“Sono altri i metodi per far parlare di sé”
Suter sui ristoranti che hanno deciso di aprire nonostante il divieto: “una rivolta ridotta”. E sulla decisione attesa da Berna: “Non potrà più fare orecchie da mercante”
di teleticino/ls
“Sono altri i metodi per far parlare di sé”

Non ha riscontrato grande successo in Ticino l’iniziativa “Wir machen auf”, la protesta degli esercenti che avevano annunciato per oggi l’apertura dei loro locali per protestare contro le misure adottate dalle autorità per frenare la diffusione del coronavirus. Questa mattina erano 310 gli aderenti iscritti al sito, di cui quattro in Ticino (due nella zona di Bellinzona, uno a Lugano e uno a Corippo). Ma non si è vista nemmeno l’ombra di questi quattro presunti “dissidenti”. Medesimo copione nel resto della Svizzera, dove la risposta è stata praticamente nulla (ad eccezione di alcuni casi Oltralpe con la visita delle forze dell’ordine). Nei confronti di questa protesta, ricordiamo, sia GastroSuisse che GastroTicino hanno preso formalmente le distanze. “La rivolta c’è stata in maniera ridotta, ma è importante che i media ne hanno parlato”, evidenzia Massimo Suter, presidente di GastroTicino, ai microfoni di Teleticino. “Come associazioni nazionale e in Ticino abbiamo comunque stigmatizzato l’azione: non si può andare contro la legge. Ci sono altri metodi per far parlare di sé”.

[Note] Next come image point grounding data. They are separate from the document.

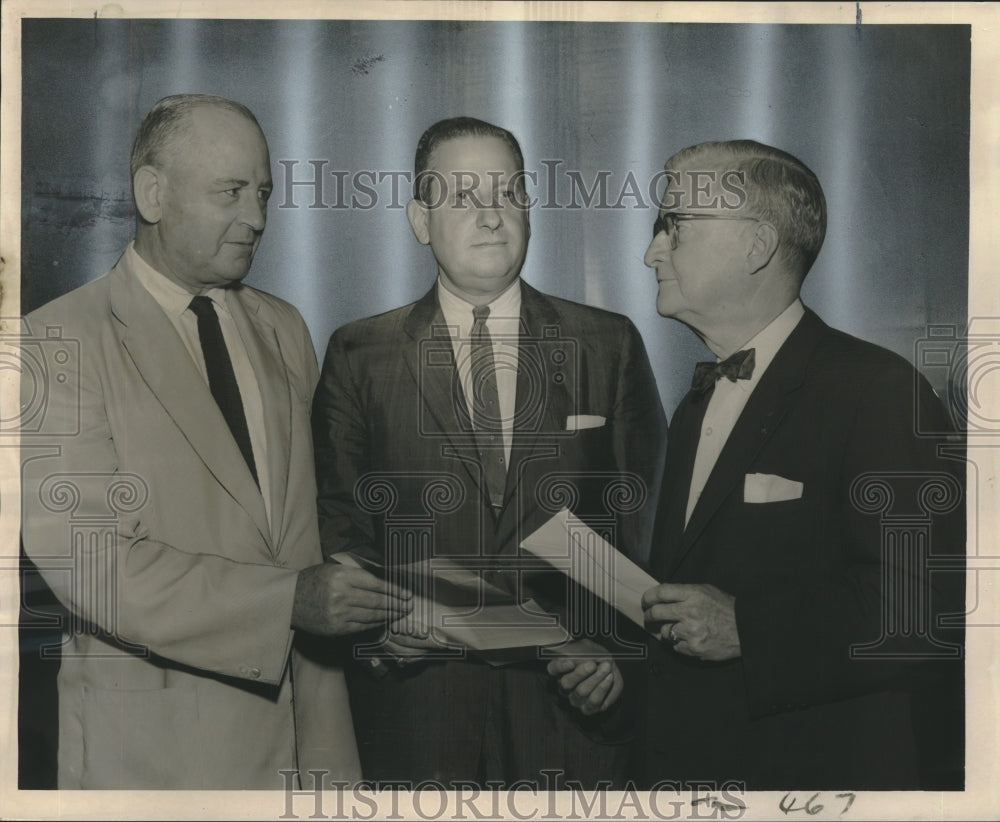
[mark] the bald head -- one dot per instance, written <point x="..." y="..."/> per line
<point x="168" y="121"/>
<point x="763" y="182"/>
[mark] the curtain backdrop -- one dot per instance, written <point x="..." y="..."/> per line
<point x="880" y="113"/>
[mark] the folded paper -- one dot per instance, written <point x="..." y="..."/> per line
<point x="571" y="546"/>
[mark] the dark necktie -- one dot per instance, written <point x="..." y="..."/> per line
<point x="486" y="407"/>
<point x="222" y="378"/>
<point x="737" y="367"/>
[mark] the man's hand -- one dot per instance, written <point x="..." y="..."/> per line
<point x="697" y="620"/>
<point x="333" y="600"/>
<point x="410" y="641"/>
<point x="587" y="675"/>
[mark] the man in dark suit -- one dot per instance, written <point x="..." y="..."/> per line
<point x="169" y="491"/>
<point x="800" y="515"/>
<point x="458" y="425"/>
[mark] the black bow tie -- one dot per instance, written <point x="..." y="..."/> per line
<point x="737" y="367"/>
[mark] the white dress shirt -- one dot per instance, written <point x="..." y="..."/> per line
<point x="175" y="302"/>
<point x="729" y="399"/>
<point x="504" y="325"/>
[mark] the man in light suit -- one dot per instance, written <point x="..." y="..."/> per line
<point x="459" y="429"/>
<point x="181" y="423"/>
<point x="799" y="637"/>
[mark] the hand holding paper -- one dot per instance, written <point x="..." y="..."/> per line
<point x="570" y="545"/>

Il settore è comunque confrontato con importanti difficoltà e attende con ansia le decisioni del Consiglio federale. Per Suter comunque la posizione del Governo ticinese sembra aprire già degli spiragli. “Sono molto soddisfatto dallo scritto del Governo nei confronti di Berna, in cui sono contenute alcune nostre rivendicazioni, come gli aiuti immediati, i risarcimenti e la dichiarazione dello stato di situazione straordinaria, che impone la chiusura dei commerci non essenziali. Si andrebbe in una situazione di coerenza nel modo di agire, ogni misura deve essere commisurata all’effetto che si vuole ottenere”. Per quanto riguarda la decisione attesa per mercoledì, Suter presume che i Cantoni si allineino con il Consiglio federale. “Berna non potrà fare orecchie da mercante e dovrà ascoltare i suoi 26 Cantoni, altrimenti la consultazione sarebbe stato un esercizio inutile. Confido nella Berna federale, che possa finalmente avere il coraggio di prendere in mano il borsellino e di andare risarcire a chi ha causato danno”.